This year's Phi Beta Kappa Visiting Scholar Program Lecturer is Thayer Scudder, a developmental anthropologist from California Institute of Technology. Scudder will spend two days at Pacific visiting classes and will offer a public lecture on Thursday, Nov. 10 at 6:30 p.m. in the DeRosa University Center's ballroom. Both the lecture and a reception, which begins at 5:15 p.m., is open to the public.

Scudder has undertaken research in Africa, Asia, the Middle East and North America over a 55 year career.

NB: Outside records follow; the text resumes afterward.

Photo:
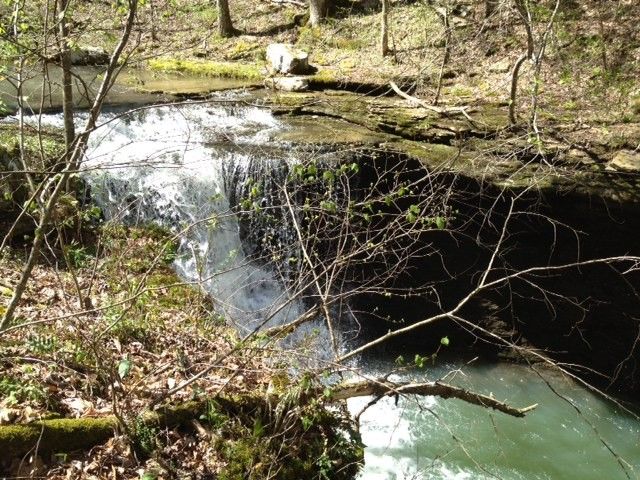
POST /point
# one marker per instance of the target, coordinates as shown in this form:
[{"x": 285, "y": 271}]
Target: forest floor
[
  {"x": 589, "y": 75},
  {"x": 140, "y": 337},
  {"x": 144, "y": 331}
]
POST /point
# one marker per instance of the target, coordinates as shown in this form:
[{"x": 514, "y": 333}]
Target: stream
[{"x": 177, "y": 166}]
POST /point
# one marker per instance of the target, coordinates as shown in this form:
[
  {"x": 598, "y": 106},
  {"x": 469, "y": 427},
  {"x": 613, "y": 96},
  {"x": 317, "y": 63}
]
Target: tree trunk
[
  {"x": 317, "y": 11},
  {"x": 225, "y": 26},
  {"x": 67, "y": 85},
  {"x": 57, "y": 183},
  {"x": 384, "y": 29}
]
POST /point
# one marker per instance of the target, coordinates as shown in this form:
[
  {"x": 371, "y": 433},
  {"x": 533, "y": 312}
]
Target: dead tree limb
[
  {"x": 433, "y": 108},
  {"x": 382, "y": 387}
]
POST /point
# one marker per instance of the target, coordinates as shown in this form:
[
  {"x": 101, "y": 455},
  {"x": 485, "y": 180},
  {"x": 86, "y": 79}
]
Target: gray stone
[
  {"x": 503, "y": 66},
  {"x": 625, "y": 161},
  {"x": 285, "y": 58},
  {"x": 287, "y": 84},
  {"x": 88, "y": 56}
]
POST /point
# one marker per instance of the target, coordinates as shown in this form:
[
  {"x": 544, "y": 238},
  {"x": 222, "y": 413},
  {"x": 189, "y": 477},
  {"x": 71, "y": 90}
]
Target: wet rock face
[
  {"x": 626, "y": 161},
  {"x": 287, "y": 84}
]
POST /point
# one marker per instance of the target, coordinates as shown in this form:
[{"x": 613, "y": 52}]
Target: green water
[
  {"x": 133, "y": 87},
  {"x": 428, "y": 438}
]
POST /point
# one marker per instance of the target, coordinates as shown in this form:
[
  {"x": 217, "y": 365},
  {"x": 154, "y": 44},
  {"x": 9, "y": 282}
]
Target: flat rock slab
[
  {"x": 625, "y": 161},
  {"x": 287, "y": 84},
  {"x": 286, "y": 59}
]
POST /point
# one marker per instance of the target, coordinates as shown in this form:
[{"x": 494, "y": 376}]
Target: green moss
[
  {"x": 206, "y": 68},
  {"x": 432, "y": 155},
  {"x": 62, "y": 435}
]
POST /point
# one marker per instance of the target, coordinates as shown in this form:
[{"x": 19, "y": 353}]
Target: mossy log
[
  {"x": 70, "y": 434},
  {"x": 61, "y": 435}
]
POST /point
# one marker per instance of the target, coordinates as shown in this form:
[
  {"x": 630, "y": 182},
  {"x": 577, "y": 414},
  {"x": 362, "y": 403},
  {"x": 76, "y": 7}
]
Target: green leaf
[{"x": 124, "y": 368}]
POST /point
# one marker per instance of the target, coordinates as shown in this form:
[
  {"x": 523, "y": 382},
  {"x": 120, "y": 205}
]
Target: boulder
[
  {"x": 625, "y": 161},
  {"x": 502, "y": 66},
  {"x": 287, "y": 84},
  {"x": 286, "y": 59}
]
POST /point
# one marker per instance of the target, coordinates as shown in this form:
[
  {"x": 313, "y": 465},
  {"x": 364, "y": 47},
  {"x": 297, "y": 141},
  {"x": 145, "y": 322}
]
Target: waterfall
[{"x": 182, "y": 167}]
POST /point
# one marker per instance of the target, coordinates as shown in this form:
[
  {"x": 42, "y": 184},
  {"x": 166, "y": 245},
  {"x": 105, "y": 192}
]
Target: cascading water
[
  {"x": 182, "y": 167},
  {"x": 178, "y": 166}
]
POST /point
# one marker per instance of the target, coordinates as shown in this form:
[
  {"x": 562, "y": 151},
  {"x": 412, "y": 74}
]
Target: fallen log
[
  {"x": 381, "y": 387},
  {"x": 70, "y": 434}
]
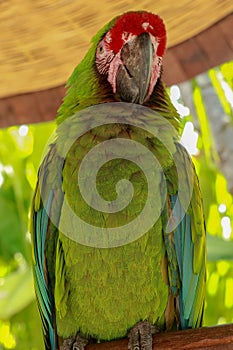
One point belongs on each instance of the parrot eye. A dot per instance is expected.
(103, 57)
(101, 49)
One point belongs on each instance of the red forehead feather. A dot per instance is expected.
(136, 23)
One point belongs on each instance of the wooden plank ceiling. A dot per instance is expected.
(42, 41)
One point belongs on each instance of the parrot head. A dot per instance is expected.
(130, 55)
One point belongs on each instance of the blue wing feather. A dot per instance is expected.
(184, 248)
(45, 300)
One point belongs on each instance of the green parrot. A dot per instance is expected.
(134, 264)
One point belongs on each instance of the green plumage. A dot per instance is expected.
(160, 277)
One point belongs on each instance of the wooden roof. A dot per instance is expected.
(42, 41)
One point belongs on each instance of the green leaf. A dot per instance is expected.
(219, 249)
(16, 292)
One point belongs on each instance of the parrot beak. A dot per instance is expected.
(134, 74)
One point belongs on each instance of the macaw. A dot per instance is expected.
(155, 280)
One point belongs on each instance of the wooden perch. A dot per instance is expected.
(206, 338)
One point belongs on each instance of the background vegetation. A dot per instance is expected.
(21, 149)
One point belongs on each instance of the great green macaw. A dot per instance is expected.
(156, 279)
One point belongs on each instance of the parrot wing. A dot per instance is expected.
(46, 207)
(186, 245)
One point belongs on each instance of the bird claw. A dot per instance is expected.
(140, 336)
(75, 343)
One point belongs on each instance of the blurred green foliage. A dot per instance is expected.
(21, 150)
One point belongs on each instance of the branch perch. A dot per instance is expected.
(206, 338)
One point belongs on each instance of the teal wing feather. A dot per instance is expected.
(186, 247)
(45, 203)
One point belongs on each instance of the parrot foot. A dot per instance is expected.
(140, 336)
(75, 343)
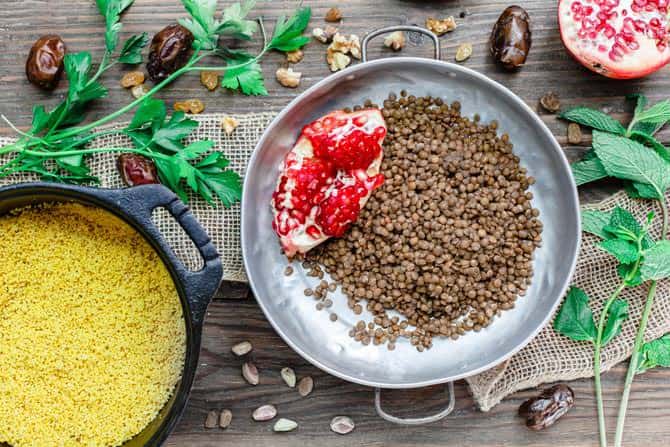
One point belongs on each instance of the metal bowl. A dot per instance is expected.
(327, 345)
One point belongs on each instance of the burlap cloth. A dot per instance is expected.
(548, 358)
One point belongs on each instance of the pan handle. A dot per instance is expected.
(416, 421)
(390, 29)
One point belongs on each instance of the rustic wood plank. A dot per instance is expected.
(219, 384)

Scudder's research devles into global trends, including the relationship between water and social life, and his research could shed light on the plight of the Sacramento-San Joaquin Delta region, organizers said.

His most recent book, "Global Threats, Global Futures: Living with Declining Living Standards," is the topic of his talk. "For the first time in history, a major characteristic of the 21st century will be the interplay of an increasing number of global threats which the world currently has neither the leadership nor institutional capacity to deal with at national and international levels," Scudder said. "Less familiar to the public than threats associated with global warming and nuclear power are poverty; economic, political and religious fundamentalism; increasing global consumption; urbanization; and environmental degradation. Such threats will be analyzed with special emphasis on poverty and fundamentalism."

Scudder has his doctorate from Harvard and has received major awards for his work from the American Anthropological Association, the Royal Anthropological Institute of Great Britain and Ireland, and the Society for Applied Anthropology. He is a fellow of the American Association for the Advancement of Science.

The Phi Beta Kappa Visiting Scholar Program is supported by the national office of The Phi Beta Kappa Society, which underwrites a portion of its cost. Pacific's chapter of Phi Beta Kappa provides local arrangements for the visiting lecturers. Past speakers include Morris Fiorina, a political scientist from Stanford University, and Betty Smocovitis, a professor of zoology and history, from University of Florida.